Given all the tragedies of Nigeria, I remain astonished at the art and the artists the country produces. For a country that is in such dire straits, that quite frankly, has so much for its ordinary citizens to be attentive to, and where institutional support for the creative industries is dire, our artistic production feels like a small miracle. Beyond this, Nigerian families are notorious, if stereotyped, as discouraging their children from artistic undertakings, preferring they go into “practical” fields—medicine, engineering, or otherwise. Of course, there is also the wide gap of privilege: The difference between what a wealthy child is exposed to in Lagos artistically, and what a child from the working poor will be exposed to in Lagos, or Ughelli, or Benin, is great—a distance that ordinarily only exacerbates my despair.
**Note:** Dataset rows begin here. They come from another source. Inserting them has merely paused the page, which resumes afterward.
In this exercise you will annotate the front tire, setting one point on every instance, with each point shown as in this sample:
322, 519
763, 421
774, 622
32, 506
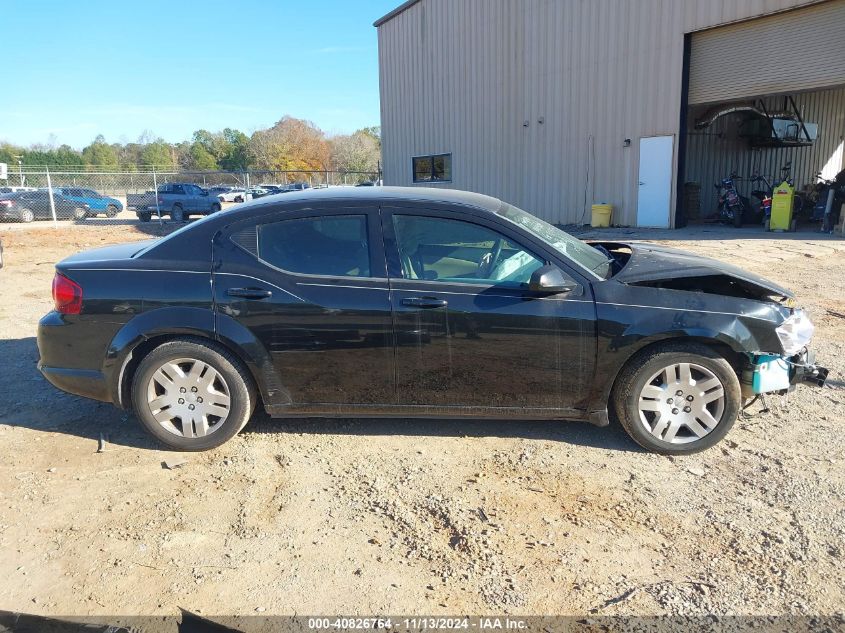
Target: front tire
677, 398
192, 395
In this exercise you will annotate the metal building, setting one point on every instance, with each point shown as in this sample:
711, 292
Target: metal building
554, 105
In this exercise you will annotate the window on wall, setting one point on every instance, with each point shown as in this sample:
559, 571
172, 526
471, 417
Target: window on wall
435, 168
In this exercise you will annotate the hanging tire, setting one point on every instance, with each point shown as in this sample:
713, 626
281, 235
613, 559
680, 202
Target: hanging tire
677, 398
192, 395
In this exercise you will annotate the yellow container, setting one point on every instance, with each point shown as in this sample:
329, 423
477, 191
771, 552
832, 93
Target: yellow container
782, 201
602, 213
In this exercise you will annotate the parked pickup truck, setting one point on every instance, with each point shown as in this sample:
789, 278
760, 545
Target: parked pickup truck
178, 200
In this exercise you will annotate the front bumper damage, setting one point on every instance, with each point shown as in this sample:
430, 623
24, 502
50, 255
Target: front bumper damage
805, 369
778, 374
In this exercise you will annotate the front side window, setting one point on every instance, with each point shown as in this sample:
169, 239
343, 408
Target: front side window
436, 168
334, 245
453, 251
580, 252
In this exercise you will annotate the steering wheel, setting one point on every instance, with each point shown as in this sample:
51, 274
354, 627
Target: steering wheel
488, 262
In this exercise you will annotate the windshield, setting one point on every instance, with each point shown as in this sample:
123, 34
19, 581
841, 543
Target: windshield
581, 253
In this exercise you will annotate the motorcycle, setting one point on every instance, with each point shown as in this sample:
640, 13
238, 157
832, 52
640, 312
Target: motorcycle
826, 197
733, 207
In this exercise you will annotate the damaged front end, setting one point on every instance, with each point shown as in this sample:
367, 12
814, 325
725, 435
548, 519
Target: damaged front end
705, 298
But I’d be lying if I didn’t admit that it also gives me hope that Nigerians—and that is, ordinary Nigerians—refuse to sacrifice art at the altar of the country’s plethora of problems, as something only to be pursued by the elite.
It is here that Nigeria’s potential merges with its reality. Whether accompanied with other “practical work,” or disappointing their families, or restricting themselves to smaller towns and cities, Nigeria’s artists continue on. Many, without fame and certainly almost no fortune, continue on. And little else can explain why, other than because they can’t help themselves. It is something they must do, even with no fairytale ending in sight, because the art itself is the point. This, above all, is where the unexpected hope lies among a people obsessed with reaping the fruits of one’s labor: that even still, in spite of our condition, creating itself, and not its aftermath, is what matters most.